A class-action lawsuit that charged Zillow with deceptive business practices designed to mislead consumers has been dropped. A Federal district court has dismissed the lawsuit last week. The lawsuit claims that Zestimates, Zillow’s algorithm-based property estimate tool, are commonly inaccurate as well as illegal in Illinois. Anyone who appraises a home must be licensed to do so, according to Illinois state law.

The suit filed last year in Chicago by a suburban Chicago homeowner and real estate lawyer, claims that Zillow systematically engages in a confusing, unfair and deceptive marketing schemes that impairs homeowners and sellers.

Judge Amy J. St. Eve of the U.S. District Court in Chicago concluded that “Zestimates are not false or misleading representations of fact.”

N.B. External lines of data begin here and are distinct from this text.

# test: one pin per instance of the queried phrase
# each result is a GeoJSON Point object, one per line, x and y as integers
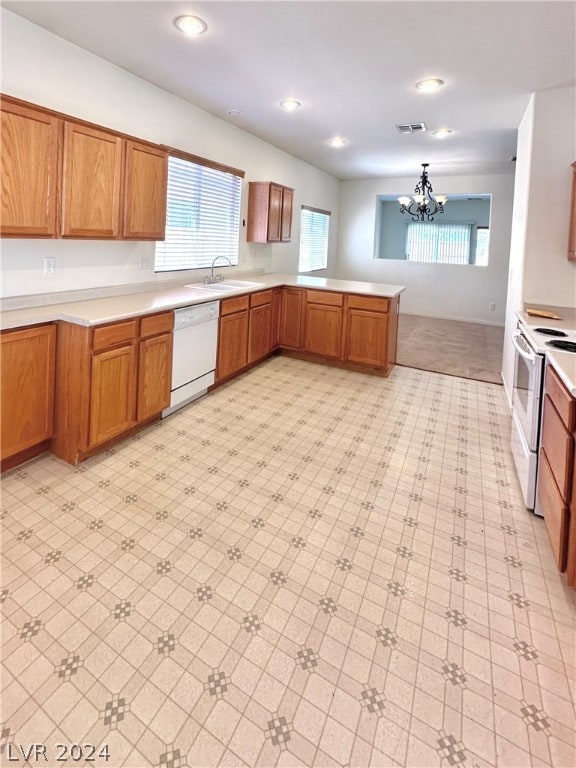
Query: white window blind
{"type": "Point", "coordinates": [314, 226]}
{"type": "Point", "coordinates": [438, 243]}
{"type": "Point", "coordinates": [202, 216]}
{"type": "Point", "coordinates": [482, 242]}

  • Despite high home prices, house flipping is on the rise, according to a new report from property data developer CoreLogic. Public records indicate that the ratio of flipped properties to sales reached 6.2 percent in the first quarter of 2018. This is the highest rate since home prices first started rebounding in the first quarter of 2013 following the financial collapse.
  • Mortgage rates are at the highest rate in eight years following a plateau in recent weeks, according to Freddie Mac. Sam Khater, Freddie Mac’s chief economist says that 30-year fixed mortgage rates are up to 4.61 percent which is the highest since May 19, 2011. “Healthy consumer spending and higher commodity prices spooked the bond markets and led to higher mortgage rates over the past week,” said Khater.
  • The national market saw an increase in median home sale price of 7.6 percent since last year, according to Redfin. With a median sale price of $302,200, it is the first time the national price has surpassed the $300,000 mark across all 174 markets tracked by Redfin. Homes are also selling quicker than ever as of last month. In April, the typical home went under contract in 36 days, six days sooner than this time last year.
  • Jerry Giovaniello, senior vice president and chief lobbyist of the National Association of Realtors (NAR), will be retiring at the end of the year after almost 40 years with the group. His successor will be announced by the end of the year, according to NAR. Global real estate franchiser ERA announced that Dave Collins has been appointed to the position of chief operating officer of the ERA Franchise System LLC, with 30 years of experience in brokerage engagement under his belt. Freddie Mac has also appointed John Krenitsky as its senior vice president and chief compliance officer following the retirement of the current Chief Compliance Officer Carol Wambeke. By June 1, Krenitsky will be fully transitioned into his new role.
  • OfferPad, the direct home buyer and seller, announced the closing $150 million of new equity and financing last week. Within the next year, OfferPad is expected to purchase and sell more than $1.5 billion of single-family homes. OfferPad is currently buying and selling in Atlanta, Charlotte, Las Vegas, Orlando, Phoenix, Salt Lake City and Tampa.
  • The state of New York is pursuing a lawsuit against the Department of Housing and Urban Development (HUD) and HUD Secretary Ben Carson over the Trump administration recently moving to delay an Obama-era fair housing rule. HUD announced earlier this year that it would delay the Affirmatively Furthering Fair Housing rule, passed during under the Obama administration. This move is one step closer to repealing the law entirely.